Ils sortirent et s’engagèrent dans l’entrée. Un jeune, vêtu du pull bleu marine, avec des épaulettes indiquant son grade de brigadier, les salua et les emmena dans le bureau du capitaine Claude Lignac. L’homme, âgé de trente-cinq ans, portait de petites lunettes rondes, avait les moustaches fines et élégantes, et les traits particulièrement joviaux : une vraie tête d’enquêteur anglais. Après les présentations et quelques questions de routine sur la raison de l’intérêt de la PJ pour cette affaire, il prit ses clés de voiture ainsi qu’un dossier.

— J’ai cru comprendre que vous vouliez voir la scène de crime au plus vite ?

— Si vous pouviez nous y emmener, en effet. Nous discuterons là-bas. Vous suivez un peu le dossier de la SR ?

Le gendarme haussa les épaules.

— Évidemment que je le suis. Les gars de Versailles nous ont peut-être débarqués de l’enquête, mais on est chez moi, ici. Et tout ce qui s’y passe me concerne.

Il les précéda vers la sortie. Sharko fit un clin d’œil à son collègue. Claude Lignac monta dans sa voiture, démarra, Levallois suivit. En cinq minutes à peine, la forêt les avala. Quittant la départementale qui filait vers Fontainebleau, le gendarme s’engagea sur une route de traverse un peu chaotique, roula encore cinq bonnes minutes, puis finit par se garer au bord d’un chemin de randonnée. Claquements de portières, semelles crissant contre la terre. Sharko rapprocha les pans de sa veste, la température avait sensiblement baissé comme pour leur rappeler l’ampleur du drame dont ces arbres avaient été les témoins. Autour, quelques piaillements d’oiseaux et craquements de vieux bois se perdaient dans l’immensité.

Claude Lignac les invita à le suivre. En file indienne, ils marchèrent sur de la terre légèrement humide, au cœur des broussailles, des hêtres, des châtaigniers. Le capitaine bifurqua dans un espace un peu plus dense et désigna un tapis végétal constitué de mousse et de feuilles décomposées.

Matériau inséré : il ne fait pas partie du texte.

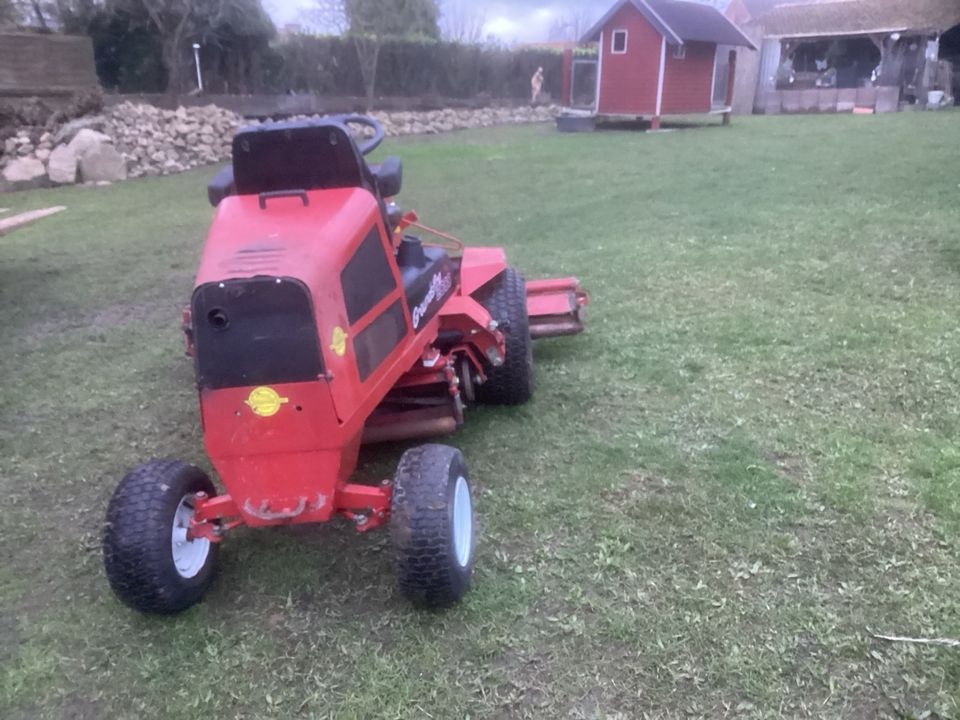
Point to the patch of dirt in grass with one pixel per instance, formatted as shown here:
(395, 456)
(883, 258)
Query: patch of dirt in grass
(637, 485)
(48, 326)
(792, 467)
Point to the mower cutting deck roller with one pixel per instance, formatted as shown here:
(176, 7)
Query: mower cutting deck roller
(318, 322)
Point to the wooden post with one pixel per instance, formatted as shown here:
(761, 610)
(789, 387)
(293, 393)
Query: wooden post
(566, 96)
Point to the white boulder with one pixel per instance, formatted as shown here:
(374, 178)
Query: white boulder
(62, 165)
(24, 173)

— C’est là qu’un cavalier les a retrouvés. Carole Bonnier et Éric Morel, deux jeunes qui habitaient Malesherbes, une ville située à environ vingt kilomètres d’ici. D’après leurs parents, ils étaient venus passer trois jours dans les bois, en camping sauvage, pour faire de l’escalade sur les rochers.

Sharko s’accroupit. Des traces de sang séché maculaient encore les feuilles et le bas d’un tronc. Des giclées franches, épaisses, qui témoignaient de la furie du crime. Lignac sortit des photos de sa pochette et les tendit à Levallois.

— Je les ai récupérées auprès de la SR. Voilà ce que ce bâtard leur a fait.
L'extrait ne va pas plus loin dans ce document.